Descemet Stripping Endothelial Keratoplasty in Patients With a Custom Foldable Silicone Artificial Iris: Safety and Efficacy Outcomes.
Tu M Tran, Clemence Bonnet, Piseth Dalin Chea, Ali Masoudi, Anthony J Aldave, David R Hardten, Kevin M Miller
Summary
DSEK is an effective procedure for addressing corneal edema in eyes with a CAI, but a majority develop elevated IOP and graft survival is shorter than in eyes without a CAI.
Abstract
PURPOSE
To assess outcomes of Descemet stripping endothelial keratoplasty (DSEK) in eyes with custom artificial iris (CAI) implantation.
METHODS
This is a retrospective, interventional, consecutive, surgical case series of patients who underwent DSEK after CAI implantation between 2010 and 2021 at 2 referral centers.

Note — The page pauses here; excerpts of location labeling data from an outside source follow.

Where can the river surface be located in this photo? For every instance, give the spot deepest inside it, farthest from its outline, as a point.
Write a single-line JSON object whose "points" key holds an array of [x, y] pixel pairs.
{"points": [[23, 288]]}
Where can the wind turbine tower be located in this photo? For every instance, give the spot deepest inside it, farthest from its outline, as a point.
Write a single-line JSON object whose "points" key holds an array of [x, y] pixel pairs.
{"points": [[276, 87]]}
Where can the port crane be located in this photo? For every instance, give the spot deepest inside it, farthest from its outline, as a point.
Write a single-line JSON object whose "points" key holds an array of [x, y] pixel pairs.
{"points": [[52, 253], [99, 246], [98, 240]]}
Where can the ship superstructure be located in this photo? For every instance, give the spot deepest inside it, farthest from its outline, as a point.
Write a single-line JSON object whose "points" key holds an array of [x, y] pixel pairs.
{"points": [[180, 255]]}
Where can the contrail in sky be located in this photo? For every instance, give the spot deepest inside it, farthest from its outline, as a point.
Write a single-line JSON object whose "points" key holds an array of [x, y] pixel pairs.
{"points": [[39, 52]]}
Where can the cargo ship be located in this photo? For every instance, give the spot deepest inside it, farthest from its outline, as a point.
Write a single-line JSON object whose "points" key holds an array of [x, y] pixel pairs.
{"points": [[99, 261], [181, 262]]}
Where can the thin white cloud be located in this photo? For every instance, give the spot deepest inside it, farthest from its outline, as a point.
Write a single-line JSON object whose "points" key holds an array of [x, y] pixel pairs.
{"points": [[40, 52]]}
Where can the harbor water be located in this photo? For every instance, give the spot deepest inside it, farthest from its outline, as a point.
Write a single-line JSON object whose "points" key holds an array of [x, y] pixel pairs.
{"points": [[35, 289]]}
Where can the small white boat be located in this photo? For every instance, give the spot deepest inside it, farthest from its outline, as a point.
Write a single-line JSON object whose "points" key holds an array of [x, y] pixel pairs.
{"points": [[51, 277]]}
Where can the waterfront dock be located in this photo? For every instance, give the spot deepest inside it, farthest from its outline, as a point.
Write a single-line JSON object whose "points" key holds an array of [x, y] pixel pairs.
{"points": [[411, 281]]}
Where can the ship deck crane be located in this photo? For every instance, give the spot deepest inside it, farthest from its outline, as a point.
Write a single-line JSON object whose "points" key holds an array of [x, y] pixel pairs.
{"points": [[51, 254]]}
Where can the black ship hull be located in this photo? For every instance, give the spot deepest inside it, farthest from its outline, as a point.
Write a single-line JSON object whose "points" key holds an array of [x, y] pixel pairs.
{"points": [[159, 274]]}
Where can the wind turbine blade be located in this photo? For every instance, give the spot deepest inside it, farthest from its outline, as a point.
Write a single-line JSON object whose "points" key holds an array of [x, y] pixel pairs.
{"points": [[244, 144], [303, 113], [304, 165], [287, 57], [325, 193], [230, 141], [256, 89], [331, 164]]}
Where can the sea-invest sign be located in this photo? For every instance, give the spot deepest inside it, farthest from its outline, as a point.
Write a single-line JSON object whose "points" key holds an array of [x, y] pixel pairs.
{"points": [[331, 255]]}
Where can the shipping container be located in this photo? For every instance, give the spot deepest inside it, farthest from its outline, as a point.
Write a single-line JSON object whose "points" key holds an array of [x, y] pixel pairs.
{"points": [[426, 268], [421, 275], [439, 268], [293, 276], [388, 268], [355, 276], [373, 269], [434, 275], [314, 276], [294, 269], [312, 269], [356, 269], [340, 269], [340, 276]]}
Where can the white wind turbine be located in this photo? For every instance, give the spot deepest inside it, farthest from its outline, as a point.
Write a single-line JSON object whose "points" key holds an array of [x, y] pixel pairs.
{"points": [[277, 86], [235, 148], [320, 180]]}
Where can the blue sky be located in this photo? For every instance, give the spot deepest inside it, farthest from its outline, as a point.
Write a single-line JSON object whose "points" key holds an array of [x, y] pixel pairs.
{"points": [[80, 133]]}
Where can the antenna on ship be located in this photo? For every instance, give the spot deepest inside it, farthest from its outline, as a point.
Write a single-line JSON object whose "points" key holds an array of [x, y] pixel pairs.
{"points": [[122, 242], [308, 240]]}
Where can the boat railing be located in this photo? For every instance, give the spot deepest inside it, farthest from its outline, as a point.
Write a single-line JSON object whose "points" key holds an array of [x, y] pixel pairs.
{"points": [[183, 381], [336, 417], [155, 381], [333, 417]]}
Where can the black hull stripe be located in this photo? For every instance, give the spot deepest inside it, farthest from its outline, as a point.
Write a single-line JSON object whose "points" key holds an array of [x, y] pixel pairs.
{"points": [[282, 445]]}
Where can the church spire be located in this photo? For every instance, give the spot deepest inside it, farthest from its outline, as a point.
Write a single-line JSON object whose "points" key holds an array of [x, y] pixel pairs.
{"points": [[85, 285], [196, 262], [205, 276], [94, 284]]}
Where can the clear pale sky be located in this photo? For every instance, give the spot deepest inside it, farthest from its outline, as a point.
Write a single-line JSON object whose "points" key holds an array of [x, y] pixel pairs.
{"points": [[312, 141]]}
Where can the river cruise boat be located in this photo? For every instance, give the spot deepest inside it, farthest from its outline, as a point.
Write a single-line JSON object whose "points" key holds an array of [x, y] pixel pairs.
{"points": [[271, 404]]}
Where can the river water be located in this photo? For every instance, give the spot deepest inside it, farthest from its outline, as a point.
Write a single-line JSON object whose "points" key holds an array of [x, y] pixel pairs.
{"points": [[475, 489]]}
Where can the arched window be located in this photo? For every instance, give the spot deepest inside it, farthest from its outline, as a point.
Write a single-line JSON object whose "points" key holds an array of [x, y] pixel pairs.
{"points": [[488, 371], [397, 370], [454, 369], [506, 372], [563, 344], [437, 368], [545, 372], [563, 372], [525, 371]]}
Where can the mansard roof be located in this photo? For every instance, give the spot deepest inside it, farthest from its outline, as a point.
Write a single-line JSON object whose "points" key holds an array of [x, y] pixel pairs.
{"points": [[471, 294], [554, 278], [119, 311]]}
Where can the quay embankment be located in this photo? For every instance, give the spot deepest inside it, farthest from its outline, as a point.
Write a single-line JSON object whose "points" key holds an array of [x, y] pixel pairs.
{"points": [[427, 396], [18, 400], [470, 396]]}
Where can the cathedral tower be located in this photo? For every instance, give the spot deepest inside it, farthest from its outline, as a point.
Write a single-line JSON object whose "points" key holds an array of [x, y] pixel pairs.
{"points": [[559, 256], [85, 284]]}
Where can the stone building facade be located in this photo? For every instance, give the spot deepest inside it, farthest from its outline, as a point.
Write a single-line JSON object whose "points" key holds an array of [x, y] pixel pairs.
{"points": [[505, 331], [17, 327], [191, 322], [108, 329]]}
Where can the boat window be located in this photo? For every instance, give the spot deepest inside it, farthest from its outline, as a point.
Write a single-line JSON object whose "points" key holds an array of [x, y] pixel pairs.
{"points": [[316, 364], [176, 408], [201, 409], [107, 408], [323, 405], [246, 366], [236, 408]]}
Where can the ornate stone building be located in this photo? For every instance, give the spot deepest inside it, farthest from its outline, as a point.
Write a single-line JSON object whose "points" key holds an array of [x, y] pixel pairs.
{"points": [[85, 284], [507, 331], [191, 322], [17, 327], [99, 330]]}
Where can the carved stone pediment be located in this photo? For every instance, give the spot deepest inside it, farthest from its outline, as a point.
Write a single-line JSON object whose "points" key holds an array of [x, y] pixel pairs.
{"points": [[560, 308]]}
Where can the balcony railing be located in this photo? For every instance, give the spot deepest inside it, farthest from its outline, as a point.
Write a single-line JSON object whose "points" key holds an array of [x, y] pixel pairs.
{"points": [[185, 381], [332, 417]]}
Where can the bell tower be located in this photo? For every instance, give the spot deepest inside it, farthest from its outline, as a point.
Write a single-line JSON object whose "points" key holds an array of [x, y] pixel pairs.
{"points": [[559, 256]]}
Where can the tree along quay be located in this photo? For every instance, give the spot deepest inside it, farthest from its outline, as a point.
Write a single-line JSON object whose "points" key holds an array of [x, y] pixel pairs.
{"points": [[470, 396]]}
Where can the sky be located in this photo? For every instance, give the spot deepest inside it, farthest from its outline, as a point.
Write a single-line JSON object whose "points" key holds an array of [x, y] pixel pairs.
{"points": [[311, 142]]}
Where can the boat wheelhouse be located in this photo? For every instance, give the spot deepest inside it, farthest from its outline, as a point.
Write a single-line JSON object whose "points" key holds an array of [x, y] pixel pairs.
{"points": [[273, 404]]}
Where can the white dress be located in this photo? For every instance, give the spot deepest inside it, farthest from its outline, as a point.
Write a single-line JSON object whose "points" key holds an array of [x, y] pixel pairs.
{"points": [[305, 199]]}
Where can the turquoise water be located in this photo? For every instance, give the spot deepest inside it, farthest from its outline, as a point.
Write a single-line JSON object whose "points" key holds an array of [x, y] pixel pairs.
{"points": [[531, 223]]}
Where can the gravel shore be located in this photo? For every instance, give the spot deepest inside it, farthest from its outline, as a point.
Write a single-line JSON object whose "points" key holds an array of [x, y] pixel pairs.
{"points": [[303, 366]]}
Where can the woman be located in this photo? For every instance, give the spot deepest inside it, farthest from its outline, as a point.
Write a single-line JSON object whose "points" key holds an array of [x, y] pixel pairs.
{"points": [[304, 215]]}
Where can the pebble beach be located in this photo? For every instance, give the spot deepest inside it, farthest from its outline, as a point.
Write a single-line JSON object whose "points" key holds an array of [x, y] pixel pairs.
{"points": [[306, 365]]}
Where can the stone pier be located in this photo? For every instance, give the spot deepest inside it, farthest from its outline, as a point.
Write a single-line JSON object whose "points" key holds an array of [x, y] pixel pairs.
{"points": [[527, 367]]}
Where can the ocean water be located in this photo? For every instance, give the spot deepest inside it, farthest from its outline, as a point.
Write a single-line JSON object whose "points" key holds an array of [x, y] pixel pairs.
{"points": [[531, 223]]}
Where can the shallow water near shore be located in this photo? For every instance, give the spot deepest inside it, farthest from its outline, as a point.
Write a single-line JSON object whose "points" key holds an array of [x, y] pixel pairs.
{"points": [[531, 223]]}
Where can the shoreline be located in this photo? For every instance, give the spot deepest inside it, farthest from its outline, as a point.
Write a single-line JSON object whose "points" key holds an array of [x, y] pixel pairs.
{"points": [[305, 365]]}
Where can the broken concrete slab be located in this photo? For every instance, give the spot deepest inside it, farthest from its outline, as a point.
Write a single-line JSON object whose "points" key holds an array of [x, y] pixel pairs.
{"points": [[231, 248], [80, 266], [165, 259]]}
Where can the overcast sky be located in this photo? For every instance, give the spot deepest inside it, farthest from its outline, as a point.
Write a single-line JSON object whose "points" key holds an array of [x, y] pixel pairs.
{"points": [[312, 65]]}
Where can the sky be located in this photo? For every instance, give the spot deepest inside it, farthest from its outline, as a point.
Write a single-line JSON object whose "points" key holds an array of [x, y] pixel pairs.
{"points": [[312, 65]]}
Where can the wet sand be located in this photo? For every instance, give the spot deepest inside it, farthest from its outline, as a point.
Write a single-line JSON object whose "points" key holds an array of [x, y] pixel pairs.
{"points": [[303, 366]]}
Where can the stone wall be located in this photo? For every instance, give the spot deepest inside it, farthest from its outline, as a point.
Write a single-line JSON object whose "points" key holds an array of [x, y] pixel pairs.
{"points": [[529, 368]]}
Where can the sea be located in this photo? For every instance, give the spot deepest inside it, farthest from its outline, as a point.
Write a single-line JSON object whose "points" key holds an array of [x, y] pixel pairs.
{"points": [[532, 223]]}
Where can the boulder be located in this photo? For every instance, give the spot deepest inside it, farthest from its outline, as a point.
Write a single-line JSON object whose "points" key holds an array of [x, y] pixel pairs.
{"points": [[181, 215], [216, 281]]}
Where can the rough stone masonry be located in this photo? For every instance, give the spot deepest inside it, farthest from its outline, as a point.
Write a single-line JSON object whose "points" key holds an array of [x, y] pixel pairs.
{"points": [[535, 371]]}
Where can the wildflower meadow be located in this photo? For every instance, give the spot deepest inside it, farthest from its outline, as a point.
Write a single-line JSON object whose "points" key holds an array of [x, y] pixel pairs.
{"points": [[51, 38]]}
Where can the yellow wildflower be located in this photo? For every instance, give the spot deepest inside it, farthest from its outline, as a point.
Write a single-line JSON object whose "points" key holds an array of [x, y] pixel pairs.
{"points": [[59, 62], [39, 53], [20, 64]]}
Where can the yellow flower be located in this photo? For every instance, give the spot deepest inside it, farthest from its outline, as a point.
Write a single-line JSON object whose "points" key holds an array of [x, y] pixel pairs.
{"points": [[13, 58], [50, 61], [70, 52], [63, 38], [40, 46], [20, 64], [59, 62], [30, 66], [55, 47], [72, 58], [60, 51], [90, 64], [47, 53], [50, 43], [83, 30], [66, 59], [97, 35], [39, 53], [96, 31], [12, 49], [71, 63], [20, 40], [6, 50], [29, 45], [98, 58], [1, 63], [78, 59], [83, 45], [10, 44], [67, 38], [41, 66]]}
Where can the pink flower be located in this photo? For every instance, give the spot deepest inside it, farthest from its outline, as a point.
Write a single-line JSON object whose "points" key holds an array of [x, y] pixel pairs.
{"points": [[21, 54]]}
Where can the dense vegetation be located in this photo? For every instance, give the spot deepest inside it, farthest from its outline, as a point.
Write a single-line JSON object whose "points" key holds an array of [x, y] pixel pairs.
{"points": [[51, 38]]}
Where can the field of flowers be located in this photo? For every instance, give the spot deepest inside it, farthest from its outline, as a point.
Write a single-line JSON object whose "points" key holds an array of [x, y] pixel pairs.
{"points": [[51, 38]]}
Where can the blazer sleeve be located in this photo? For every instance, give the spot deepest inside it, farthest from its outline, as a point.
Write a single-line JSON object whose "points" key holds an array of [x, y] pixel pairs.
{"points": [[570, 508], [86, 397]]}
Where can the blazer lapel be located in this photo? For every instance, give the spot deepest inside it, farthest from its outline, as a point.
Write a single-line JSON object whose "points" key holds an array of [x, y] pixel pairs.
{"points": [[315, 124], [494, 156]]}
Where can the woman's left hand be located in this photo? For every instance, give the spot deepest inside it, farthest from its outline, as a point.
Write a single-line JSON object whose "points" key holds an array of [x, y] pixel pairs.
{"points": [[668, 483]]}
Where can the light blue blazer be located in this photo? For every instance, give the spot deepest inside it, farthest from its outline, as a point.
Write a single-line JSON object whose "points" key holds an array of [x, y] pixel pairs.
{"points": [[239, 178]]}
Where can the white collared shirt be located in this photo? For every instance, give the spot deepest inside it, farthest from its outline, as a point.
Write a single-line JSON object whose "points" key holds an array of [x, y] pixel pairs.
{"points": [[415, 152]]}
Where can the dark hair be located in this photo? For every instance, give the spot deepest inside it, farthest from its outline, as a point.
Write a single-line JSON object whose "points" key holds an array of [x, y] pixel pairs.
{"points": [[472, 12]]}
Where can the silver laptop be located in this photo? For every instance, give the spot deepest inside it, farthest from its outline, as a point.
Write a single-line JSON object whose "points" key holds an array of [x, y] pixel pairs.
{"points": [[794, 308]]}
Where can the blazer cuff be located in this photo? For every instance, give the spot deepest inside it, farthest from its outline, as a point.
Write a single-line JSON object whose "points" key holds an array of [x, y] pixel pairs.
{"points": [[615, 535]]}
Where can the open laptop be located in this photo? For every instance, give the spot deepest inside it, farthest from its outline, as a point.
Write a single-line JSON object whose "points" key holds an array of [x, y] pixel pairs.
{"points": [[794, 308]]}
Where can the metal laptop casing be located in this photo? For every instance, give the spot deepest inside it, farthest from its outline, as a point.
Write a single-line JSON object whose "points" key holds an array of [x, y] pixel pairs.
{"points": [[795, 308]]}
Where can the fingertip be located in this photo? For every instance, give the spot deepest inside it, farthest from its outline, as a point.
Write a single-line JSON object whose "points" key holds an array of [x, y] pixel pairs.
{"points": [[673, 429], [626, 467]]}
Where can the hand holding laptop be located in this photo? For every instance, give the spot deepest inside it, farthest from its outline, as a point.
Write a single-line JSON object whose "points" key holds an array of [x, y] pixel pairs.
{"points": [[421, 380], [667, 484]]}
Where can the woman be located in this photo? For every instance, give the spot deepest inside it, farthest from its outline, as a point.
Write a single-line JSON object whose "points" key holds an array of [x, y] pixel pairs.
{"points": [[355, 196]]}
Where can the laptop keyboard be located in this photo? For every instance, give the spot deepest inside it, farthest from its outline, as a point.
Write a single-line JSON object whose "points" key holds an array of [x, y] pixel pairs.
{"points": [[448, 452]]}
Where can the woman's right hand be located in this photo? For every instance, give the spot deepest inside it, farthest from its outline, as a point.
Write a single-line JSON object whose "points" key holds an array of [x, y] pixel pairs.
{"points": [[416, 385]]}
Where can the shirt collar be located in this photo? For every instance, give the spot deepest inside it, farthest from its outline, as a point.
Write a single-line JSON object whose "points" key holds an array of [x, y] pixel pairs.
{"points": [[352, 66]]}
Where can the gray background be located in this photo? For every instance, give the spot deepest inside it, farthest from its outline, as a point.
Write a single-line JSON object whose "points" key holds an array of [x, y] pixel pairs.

Primary safety measures were loss of corrected distance visual acuity (CDVA), increase in intraocular pressure (IOP), development or progression of glaucoma, and intraoperative and postoperative complications. Efficacy measures were graft survival at year 1 and improvement in cosmesis at postoperative month 3. In general, measures were compared between baseline and postoperative year 1 while any complication was reported for the full follow-up period.
RESULTS
Thirty-nine eyes of 39 patients were identified. 64.1% of eyes had acquired aniridia from trauma. The mean follow-up interval was 27.7 months (range 12.2-117.4). Median CDVA improved from logMAR 1.0 to 0.7 at year 1 ( P = 0.0047). At the final follow-up, permanent loss of CDVA occurred in 25.6% of eyes, of which 90% was due to glaucoma. The most common postoperative complication was IOP elevation (66.7% of eyes). Graft survival at postoperative year 1 was 82.0% (95% confidence interval, 66.3-91.4). Secondary graft failure occurred in 28.2% of eyes at a mean duration of 39.7 months (SD 27.9 months) after DSEK. Cosmesis improved among 87.2% of eyes at postoperative month 3.
CONCLUSIONS
DSEK is an effective procedure for addressing corneal edema in eyes with a CAI, but a majority develop elevated IOP and graft survival is shorter than in eyes without a CAI.